Because I am a very good girl, and because I would rather drop dead tomorrow than do this again, I carefully followed all directions. I placed the forehead sensor on my forehead. Eager to be a good patient, I tightened the shit out of it. There were plastic sensors embedded into my temples. I let them stay.

Next, I stuck the nasal cannula way up into my nostrils, then carefully tightened it so it wouldn’t fall out and ruin the whole study.

As for the chest strap…..gentlemen, please look away. Ladies, picture this: You have to sleep in a sports bra, only its been rolled up above your breasts so you feel it all night long. There’s a lovely plastic clasp in the back that will dig into your ribs, your vertebrae and your neck (what the hell…) all night long.

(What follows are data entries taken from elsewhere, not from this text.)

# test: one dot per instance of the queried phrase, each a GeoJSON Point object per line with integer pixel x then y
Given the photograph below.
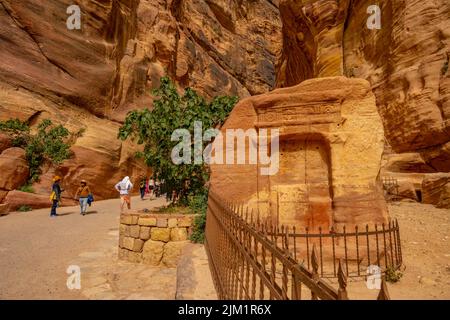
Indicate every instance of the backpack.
{"type": "Point", "coordinates": [90, 198]}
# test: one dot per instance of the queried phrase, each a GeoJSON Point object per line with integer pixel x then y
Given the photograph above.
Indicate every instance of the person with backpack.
{"type": "Point", "coordinates": [143, 186]}
{"type": "Point", "coordinates": [55, 196]}
{"type": "Point", "coordinates": [124, 187]}
{"type": "Point", "coordinates": [84, 193]}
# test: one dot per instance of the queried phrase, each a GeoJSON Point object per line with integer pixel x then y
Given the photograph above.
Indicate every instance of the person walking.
{"type": "Point", "coordinates": [83, 193]}
{"type": "Point", "coordinates": [151, 187]}
{"type": "Point", "coordinates": [142, 186]}
{"type": "Point", "coordinates": [55, 196]}
{"type": "Point", "coordinates": [124, 187]}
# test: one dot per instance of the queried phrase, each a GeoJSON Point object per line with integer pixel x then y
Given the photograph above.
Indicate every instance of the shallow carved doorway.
{"type": "Point", "coordinates": [300, 194]}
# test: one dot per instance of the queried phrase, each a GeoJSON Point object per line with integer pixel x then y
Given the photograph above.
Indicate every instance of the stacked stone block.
{"type": "Point", "coordinates": [154, 239]}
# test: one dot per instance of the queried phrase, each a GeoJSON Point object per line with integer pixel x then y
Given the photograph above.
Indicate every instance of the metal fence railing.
{"type": "Point", "coordinates": [251, 260]}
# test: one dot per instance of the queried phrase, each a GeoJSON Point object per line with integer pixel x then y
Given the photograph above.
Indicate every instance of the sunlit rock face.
{"type": "Point", "coordinates": [406, 62]}
{"type": "Point", "coordinates": [330, 147]}
{"type": "Point", "coordinates": [90, 78]}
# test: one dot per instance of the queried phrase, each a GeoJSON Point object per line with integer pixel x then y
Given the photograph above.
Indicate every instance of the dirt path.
{"type": "Point", "coordinates": [35, 250]}
{"type": "Point", "coordinates": [425, 238]}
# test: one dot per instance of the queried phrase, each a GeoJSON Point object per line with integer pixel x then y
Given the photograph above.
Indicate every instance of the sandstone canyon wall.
{"type": "Point", "coordinates": [90, 78]}
{"type": "Point", "coordinates": [405, 61]}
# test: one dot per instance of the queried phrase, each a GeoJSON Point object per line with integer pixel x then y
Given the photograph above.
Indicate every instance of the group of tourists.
{"type": "Point", "coordinates": [85, 196]}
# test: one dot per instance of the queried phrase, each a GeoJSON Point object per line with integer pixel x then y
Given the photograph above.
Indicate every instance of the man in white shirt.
{"type": "Point", "coordinates": [124, 187]}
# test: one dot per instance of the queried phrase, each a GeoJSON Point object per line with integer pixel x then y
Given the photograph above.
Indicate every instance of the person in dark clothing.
{"type": "Point", "coordinates": [56, 195]}
{"type": "Point", "coordinates": [142, 186]}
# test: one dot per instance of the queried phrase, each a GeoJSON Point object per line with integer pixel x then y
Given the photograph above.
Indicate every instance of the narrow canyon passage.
{"type": "Point", "coordinates": [35, 250]}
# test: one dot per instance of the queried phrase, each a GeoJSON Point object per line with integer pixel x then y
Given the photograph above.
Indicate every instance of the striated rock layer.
{"type": "Point", "coordinates": [330, 146]}
{"type": "Point", "coordinates": [406, 62]}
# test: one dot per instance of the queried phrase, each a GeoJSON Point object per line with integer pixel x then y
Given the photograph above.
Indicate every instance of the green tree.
{"type": "Point", "coordinates": [50, 142]}
{"type": "Point", "coordinates": [154, 128]}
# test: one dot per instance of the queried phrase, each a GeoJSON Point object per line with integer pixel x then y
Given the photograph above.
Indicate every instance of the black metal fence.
{"type": "Point", "coordinates": [250, 259]}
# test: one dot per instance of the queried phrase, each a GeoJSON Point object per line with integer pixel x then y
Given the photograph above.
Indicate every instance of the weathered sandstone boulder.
{"type": "Point", "coordinates": [330, 147]}
{"type": "Point", "coordinates": [14, 169]}
{"type": "Point", "coordinates": [406, 62]}
{"type": "Point", "coordinates": [15, 199]}
{"type": "Point", "coordinates": [5, 142]}
{"type": "Point", "coordinates": [435, 189]}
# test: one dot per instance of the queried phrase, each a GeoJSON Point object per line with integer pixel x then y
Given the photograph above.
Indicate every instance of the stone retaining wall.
{"type": "Point", "coordinates": [154, 238]}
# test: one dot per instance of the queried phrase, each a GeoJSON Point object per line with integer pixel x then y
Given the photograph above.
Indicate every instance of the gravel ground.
{"type": "Point", "coordinates": [36, 250]}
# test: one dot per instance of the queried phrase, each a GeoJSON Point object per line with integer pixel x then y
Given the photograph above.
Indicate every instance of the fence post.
{"type": "Point", "coordinates": [383, 294]}
{"type": "Point", "coordinates": [342, 279]}
{"type": "Point", "coordinates": [315, 269]}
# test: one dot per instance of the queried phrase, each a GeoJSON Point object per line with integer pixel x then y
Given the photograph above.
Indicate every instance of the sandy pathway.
{"type": "Point", "coordinates": [35, 251]}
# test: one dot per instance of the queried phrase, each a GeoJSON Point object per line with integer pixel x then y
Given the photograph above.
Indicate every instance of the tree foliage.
{"type": "Point", "coordinates": [50, 142]}
{"type": "Point", "coordinates": [154, 128]}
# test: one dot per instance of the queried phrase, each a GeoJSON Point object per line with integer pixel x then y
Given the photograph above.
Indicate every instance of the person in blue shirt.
{"type": "Point", "coordinates": [56, 195]}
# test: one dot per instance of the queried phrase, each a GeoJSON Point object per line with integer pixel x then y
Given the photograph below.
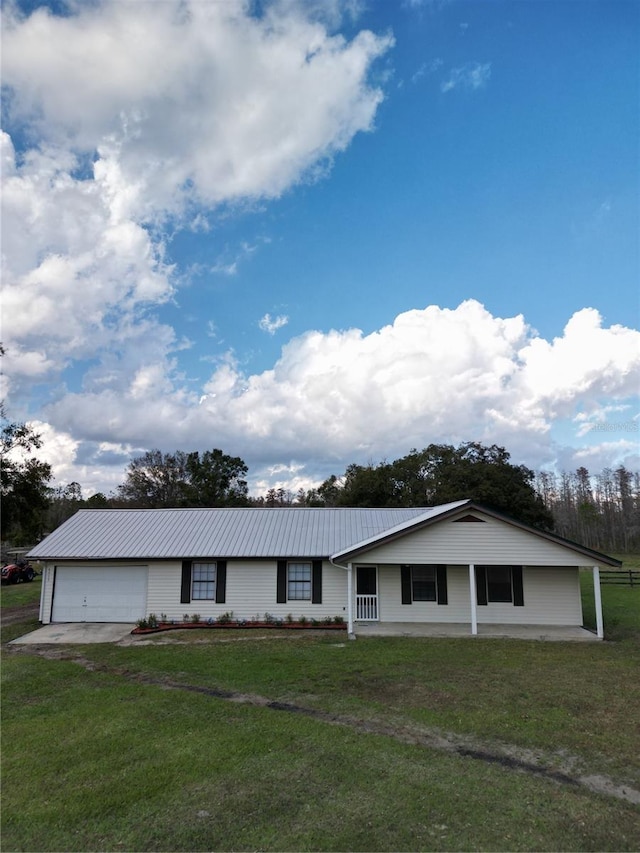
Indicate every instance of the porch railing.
{"type": "Point", "coordinates": [367, 608]}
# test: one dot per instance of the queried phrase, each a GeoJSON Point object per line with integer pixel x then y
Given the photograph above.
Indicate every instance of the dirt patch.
{"type": "Point", "coordinates": [11, 615]}
{"type": "Point", "coordinates": [559, 767]}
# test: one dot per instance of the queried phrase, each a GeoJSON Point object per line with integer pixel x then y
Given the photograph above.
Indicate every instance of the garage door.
{"type": "Point", "coordinates": [89, 594]}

The next step in this lovely adventure involved pushing a tiny button on the top of my headset. A woman’s voice instructed me about what to do. “The Unicorder has been turned on. Lie on your back, look at the ceiling and DO NOT MOVE.” Beep…beep….beepie beeples….. You may now go to sleep.”

Sure.

I laid on my back, but the squeezie rolled up bra device dug into my spine. I rolled to my left side, but the head set was on so tight that my left temple started to throb.

Try the right side. Ouch.

Try the stomach. OUCH! Bring back my nose, please……

Left side. Ouch again.

This went on for quite a while, but eventually my old body won out and I fell asleep. All was well until at some point….somewhere between midnight and 4 AM….I woke up to hear the same calm woman scolding me: “Adjust your forehead sensor. Adjust your forehead sensor. Adjust your forehead sensor.”

Holy bitch. “I did!” I snapped. I adjusted. Everything still hurt like hell, so I figured that all was well.

I dozed. Had nightmares. Tossed. Turned.

I might have snored, but who knows?

Eventually, I woke up. Filled with relief that I’d managed to wrangle with the torture device and still get some sleep, I reached up to turn off the recorder.

And this is what I heard:

“”The Unicorder has been turned on. Lie on your back, look at the ceiling and DO NOT MOVE.”